Re: how do I detect internal subset when part of external subset?

Posted by Michael Glavassevich <mr...@ca.ibm.com>.
Hi Jacob,

<!ENTITY head SYSTEM "header.xml">
<!ENTITY foot SYSTEM "footer.xml">
<!ENTITY torso SYSTEM "body.xml">

are external entity declarations [1][2]. They are reported by 
XMLDTDHandler.externalEntityDecl() in XNI and DeclHandler.
externalEntityDecl() in SAX.

Thanks.

[1] http://www.w3.org/TR/2004/REC-xml-20040204/#sec-entity-decl
[2] http://www.w3.org/TR/2004/REC-xml-20040204/#sec-external-ent

Michael Glavassevich
XML Parser Development
IBM Toronto Lab
E-mail: mrglavas@ca.ibm.com
E-mail: mrglavas@apache.org

Jacob Kjome <ho...@visi.com> wrote on 04/06/2006 11:07:57 PM:

> 
> Thanks for the tip, Elliotte.  I'll remember it 
> when I use SAX.  I'm using XNI in this case.  I 
> suppose I could use SAX, but I'm really just 
> trying to migrate from Xerces1 to Xerces2 for 
> XMLC.  XMLC already depends directly on Xerces 
> because of the custom DOM's XMLC implements.  I 
> also wanted to change as little as possible.  I 
> may make more radical changes once I've proven 
> that I can make things work properly with minimal changes.
> 
> In any case, I think I've got the internal subset 
> stuff working, except for one thing.  Take the following document...
> 
> <?xml version="1.0" standalone="no"?>
> <!DOCTYPE document SYSTEM "document.dtd" [
>    <!ENTITY head SYSTEM "header.xml">
>    <!ENTITY foot SYSTEM "footer.xml">
>    <!ENTITY torso SYSTEM "body.xml">
>    <!ENTITY erh "Elliotte Rusty Harold">
> ]>
> <document>
>    &head; &torso; &foot;
> </document>
> 
> The only part of this that ends up in the 
> internal subset is the "erh" entity.  That is, 
> the internalEntityDecl() method gets called only 
> for the "erh" entity and is not notified at all 
> for the other entities.  Then, as I build up the 
> DOM, I create EntityReference's for "&head; 
> &torso; &foot;" in the <document>.  Upon 
> serialization, they end up being there in the 
> document, but since I was never notified to 
> create the corresponding <!ENTITY> elements in 
> the internal subset, re-parsing of the serialized 
> document fails.  So, how do I get notified about 
> these so I can get them into the DOM unparsed?  I 
> want the serialized DOM to look as identical as 
> possible to the above.  I must be missing something.
> 
> 
> Jake
> 
> 
> At 06:41 AM 4/4/2006, you wrote:
>  >The trick is to look for the entity name "[dtd]". XOM accomplishes 
this
>  >thusly using pure SAX:
>  >
>  >
>  >     protected boolean inExternalSubset = false;
>  >
>  >     // We have a problem here.

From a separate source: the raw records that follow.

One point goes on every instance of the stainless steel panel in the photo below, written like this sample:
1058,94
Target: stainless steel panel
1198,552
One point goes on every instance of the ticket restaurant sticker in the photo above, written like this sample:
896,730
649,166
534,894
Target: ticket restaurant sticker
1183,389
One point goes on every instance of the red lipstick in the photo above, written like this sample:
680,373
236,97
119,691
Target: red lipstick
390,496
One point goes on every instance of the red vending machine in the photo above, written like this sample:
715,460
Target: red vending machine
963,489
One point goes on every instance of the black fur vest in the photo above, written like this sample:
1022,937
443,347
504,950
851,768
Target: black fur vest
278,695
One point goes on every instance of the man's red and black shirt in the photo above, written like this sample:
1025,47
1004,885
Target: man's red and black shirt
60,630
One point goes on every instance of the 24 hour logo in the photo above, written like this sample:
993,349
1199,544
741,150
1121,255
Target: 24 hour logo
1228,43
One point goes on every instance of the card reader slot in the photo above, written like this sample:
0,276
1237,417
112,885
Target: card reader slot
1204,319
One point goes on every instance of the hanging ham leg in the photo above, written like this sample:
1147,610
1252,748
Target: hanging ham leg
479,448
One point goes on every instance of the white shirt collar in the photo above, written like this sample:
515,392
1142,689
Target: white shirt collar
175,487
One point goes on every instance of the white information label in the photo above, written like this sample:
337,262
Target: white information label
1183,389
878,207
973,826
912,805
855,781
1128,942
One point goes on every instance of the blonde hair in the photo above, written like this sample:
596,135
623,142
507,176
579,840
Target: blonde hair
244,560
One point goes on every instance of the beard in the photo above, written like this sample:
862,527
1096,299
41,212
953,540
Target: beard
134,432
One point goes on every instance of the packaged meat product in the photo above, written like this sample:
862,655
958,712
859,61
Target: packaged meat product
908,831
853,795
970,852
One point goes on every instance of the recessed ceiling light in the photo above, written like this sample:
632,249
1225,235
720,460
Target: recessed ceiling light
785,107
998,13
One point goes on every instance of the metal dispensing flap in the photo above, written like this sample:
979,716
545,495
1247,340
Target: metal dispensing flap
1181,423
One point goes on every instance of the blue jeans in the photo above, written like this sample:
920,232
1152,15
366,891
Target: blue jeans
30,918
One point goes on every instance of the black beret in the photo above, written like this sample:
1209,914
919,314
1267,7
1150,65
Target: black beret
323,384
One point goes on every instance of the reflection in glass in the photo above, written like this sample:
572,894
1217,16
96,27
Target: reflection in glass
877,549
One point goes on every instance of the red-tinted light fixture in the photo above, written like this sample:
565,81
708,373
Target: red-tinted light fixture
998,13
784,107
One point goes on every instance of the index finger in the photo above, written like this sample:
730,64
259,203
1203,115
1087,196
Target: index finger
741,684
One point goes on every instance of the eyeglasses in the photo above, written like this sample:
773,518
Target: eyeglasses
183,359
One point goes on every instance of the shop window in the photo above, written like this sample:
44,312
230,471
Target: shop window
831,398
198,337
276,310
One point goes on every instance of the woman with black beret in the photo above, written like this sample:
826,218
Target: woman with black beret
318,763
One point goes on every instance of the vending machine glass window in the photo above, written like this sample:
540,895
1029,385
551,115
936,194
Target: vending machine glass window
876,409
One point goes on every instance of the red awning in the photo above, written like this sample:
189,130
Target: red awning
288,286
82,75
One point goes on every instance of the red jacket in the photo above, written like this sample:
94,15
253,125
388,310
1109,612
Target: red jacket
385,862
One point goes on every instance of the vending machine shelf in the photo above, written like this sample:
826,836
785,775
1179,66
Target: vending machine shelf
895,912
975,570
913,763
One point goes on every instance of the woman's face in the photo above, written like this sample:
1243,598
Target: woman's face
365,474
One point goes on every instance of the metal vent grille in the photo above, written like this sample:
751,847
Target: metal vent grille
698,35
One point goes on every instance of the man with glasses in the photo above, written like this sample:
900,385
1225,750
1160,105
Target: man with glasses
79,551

Xerces gets this right,
>  >     // but Crimson and possibly other parsers don't properly
>  >     // report these entities, or perhaps just not tag them
>  >     // with [dtd] like they're supposed to.
>  >     public void startEntity(String name) {
>  >       if (name.equals("[dtd]")) inExternalSubset = true;
>  >     }
>  >
>  >
>  >     public void endEntity(String name) {
>  >       if (name.equals("[dtd]")) inExternalSubset = false;
>  >     }
>  >
>  >You can just reverse the logic if you prefer inInternalSubset.
>  >
>  >--
>  >Elliotte Rusty Harold  elharo@metalab.unc.edu
>  >XML in a Nutshell 3rd Edition Just Published!
>  >http://www.cafeconleche.org/books/xian3/
> >http://www.amazon.com/exec/obidos/ISBN=0596007647/cafeaulaitA/ref=nosim
>  >
>  >---------------------------------------------------------------------
>  >To unsubscribe, e-mail: general-unsubscribe@xml.apache.org
>  >For additional commands, e-mail: general-help@xml.apache.org
>  >
>  >
>  > 
> 
> 
> ---------------------------------------------------------------------
> To unsubscribe, e-mail: general-unsubscribe@xml.apache.org
> For additional commands, e-mail: general-help@xml.apache.org
> 


---------------------------------------------------------------------
To unsubscribe, e-mail: general-unsubscribe@xml.apache.org
For additional commands, e-mail: general-help@xml.apache.org


Re: how do I detect internal subset when part of external subset?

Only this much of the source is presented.